Rice: We have multiple revenue streams:
(1) Advertising & Sponsorships. We’ve been approached by a number of consumer packaged-goods companies, like Betty Crocker and Hershey’s, mainly because our site visitors are 70% women, between the ages of 34 and 54.

(2) We can also offer product sampling, as well as “ingredient sponsorships.” For example, Domino’s Sugar might sponsor every recipe on our site that calls for sugar.

(3) Syndicated content. We have 13 editors on staff, writing and researching different subject matter. And other websites are interested in syndicating that content from us. Plus, we have an e-mail newsletter that goes out every two weeks, and that contains advertising.

(4) Grocery shopping, which is now in development. Currently, you can move recipes from a “Recipe Box,” into a “Shopping List.” But by the end of this year, you’ll also be able to send that list to a grocery store for delivery or pickup.

(5) Coupons. Our users have told us they want coupons on our site, and we’re currently working on that.
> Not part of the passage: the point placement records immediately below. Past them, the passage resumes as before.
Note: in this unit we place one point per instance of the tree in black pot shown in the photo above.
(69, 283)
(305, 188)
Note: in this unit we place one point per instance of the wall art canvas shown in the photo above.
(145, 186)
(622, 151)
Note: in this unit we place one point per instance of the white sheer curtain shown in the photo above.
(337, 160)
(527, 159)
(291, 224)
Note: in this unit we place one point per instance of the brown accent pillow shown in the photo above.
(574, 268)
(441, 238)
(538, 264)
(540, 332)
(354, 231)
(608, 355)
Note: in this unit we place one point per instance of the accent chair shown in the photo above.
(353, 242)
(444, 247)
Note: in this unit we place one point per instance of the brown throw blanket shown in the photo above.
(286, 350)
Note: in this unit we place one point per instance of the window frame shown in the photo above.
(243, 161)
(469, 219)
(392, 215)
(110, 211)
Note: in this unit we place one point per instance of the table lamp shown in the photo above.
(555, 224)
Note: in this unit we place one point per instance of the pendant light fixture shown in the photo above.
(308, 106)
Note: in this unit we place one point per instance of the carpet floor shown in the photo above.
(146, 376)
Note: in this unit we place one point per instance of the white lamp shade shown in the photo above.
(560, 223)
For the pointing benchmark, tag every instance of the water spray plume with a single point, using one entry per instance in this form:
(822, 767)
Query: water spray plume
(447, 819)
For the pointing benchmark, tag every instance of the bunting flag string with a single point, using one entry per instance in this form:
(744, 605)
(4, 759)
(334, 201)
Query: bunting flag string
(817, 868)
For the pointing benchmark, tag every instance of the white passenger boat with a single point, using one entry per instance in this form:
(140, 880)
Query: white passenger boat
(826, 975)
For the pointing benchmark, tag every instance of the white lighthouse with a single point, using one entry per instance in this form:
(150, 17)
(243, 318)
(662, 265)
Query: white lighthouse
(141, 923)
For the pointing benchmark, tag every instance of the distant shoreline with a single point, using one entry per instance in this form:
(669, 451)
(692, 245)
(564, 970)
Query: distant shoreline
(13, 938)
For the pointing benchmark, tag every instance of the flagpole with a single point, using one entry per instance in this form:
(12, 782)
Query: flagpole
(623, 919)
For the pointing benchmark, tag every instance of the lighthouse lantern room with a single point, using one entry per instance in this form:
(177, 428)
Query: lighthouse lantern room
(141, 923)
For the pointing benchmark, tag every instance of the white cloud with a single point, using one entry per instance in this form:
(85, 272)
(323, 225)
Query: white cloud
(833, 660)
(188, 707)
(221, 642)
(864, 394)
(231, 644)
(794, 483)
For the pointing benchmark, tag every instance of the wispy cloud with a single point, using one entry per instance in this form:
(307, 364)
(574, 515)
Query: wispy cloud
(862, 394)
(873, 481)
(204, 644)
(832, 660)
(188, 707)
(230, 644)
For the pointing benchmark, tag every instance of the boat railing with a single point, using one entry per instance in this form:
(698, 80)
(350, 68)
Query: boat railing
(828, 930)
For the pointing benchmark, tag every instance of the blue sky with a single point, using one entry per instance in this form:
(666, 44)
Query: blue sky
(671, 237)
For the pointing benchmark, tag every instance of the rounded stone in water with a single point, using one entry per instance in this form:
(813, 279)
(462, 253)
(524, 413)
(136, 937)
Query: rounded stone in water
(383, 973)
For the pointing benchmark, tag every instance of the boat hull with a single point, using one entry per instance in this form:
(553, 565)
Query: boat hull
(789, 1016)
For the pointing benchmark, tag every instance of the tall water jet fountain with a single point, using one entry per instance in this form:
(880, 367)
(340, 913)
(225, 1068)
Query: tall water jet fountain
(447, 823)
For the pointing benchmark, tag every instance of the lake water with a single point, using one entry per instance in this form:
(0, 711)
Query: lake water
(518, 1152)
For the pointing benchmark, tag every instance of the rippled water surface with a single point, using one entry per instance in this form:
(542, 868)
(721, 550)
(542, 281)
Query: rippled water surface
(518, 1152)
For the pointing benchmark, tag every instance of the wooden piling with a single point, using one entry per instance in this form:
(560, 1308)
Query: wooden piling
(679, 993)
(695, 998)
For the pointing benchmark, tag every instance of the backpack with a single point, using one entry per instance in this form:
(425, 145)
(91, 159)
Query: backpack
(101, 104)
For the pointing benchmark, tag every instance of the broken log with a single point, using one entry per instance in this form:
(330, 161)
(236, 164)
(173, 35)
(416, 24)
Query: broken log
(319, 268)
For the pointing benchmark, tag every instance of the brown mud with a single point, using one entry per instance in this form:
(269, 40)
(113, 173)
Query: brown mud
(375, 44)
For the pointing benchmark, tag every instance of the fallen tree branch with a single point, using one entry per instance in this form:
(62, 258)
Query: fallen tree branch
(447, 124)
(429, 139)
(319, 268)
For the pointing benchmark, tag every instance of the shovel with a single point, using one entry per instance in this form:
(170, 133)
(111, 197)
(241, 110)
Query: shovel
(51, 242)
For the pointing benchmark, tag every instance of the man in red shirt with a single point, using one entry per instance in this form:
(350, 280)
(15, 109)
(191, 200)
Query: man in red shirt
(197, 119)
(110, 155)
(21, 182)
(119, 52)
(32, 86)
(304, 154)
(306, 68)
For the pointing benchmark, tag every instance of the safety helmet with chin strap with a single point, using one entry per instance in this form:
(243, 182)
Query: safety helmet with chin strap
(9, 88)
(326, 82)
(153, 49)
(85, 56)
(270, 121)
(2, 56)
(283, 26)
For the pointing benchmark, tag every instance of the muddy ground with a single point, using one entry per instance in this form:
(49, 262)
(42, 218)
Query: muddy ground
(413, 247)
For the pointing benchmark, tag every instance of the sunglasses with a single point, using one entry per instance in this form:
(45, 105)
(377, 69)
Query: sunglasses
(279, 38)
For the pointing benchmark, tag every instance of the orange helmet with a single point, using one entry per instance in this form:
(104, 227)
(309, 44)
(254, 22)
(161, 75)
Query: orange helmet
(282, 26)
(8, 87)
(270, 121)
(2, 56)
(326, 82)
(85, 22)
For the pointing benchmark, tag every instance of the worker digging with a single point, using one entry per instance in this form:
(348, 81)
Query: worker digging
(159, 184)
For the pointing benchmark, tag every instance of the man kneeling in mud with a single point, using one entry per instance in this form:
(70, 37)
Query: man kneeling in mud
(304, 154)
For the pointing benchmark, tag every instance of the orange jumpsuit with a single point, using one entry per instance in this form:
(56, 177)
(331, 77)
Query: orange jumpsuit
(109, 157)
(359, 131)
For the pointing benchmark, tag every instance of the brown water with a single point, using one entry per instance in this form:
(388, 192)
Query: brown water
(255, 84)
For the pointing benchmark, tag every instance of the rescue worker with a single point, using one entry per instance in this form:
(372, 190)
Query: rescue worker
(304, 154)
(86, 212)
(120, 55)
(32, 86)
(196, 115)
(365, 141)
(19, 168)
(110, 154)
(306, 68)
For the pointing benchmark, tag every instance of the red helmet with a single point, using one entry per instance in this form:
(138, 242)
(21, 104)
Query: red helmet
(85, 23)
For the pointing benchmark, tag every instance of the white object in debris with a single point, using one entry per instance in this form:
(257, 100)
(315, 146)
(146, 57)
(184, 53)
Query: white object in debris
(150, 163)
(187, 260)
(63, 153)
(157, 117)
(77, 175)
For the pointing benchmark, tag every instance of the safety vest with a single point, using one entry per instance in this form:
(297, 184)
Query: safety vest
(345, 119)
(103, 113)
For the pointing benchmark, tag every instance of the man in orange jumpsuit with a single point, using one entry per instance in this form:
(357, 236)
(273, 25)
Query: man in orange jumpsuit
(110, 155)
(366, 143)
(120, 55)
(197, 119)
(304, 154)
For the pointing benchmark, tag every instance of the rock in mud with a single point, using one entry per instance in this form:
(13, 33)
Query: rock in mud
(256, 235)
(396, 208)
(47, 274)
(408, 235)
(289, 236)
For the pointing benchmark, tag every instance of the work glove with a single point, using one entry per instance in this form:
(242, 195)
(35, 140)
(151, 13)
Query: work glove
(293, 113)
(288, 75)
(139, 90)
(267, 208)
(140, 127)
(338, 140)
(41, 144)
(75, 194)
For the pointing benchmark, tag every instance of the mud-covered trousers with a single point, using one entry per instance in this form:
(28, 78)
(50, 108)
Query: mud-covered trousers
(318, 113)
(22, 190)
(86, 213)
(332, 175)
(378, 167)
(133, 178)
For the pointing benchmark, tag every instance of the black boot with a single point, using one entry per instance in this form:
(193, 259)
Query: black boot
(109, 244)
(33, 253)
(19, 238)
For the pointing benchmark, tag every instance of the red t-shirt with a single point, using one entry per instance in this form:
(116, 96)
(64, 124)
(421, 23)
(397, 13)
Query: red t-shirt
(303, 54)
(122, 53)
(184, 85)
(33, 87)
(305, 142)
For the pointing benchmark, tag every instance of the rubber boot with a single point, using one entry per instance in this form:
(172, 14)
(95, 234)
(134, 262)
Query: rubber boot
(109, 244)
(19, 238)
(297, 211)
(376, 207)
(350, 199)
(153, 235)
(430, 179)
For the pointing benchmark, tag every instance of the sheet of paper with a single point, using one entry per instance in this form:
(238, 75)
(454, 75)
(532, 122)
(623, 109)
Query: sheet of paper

Seattle24x7: You also have an affiliation with one of the largest sources of cooking products?
Rice: Yes, Kitchen Etc. They’re based on the East Coast and have both brick-and-mortar stores and an online presence. We’ve been working with them to provide culinary ware, and some specialty food items. They have approximately 30,000 products. Amazon.com, in their kitchenware
section, has about 8000 items. And we offer even more specialty food items through our food partner, ElectricFood.com. They stock things like soy-milk products, ethnic foods and spices.

Seattle24x7:
Are you profitable now? If not, when do you think you’ll be in the black?
Rice: We hope to reach profitability by December of 2001. That’s the way our budget and business model have been designed. So far we’re meeting all of our goals.

Seattle24x7: Are recipes considered intellectual property?
Rice: That’s a question we’re very sensitive about, and we provide info on that on the site. In layman’s terms, you can own and trademark the set of recipe directions and the title of the recipe, but not the list of ingredients. So you can trademark “Larry’s Chicken Soup,” and I can trademark “Jennifer’s Chicken Soup,” even though our ingredients might be exactly the same. Also, I can copyright the fact that I tell you to brown the onions before you put them in the broth.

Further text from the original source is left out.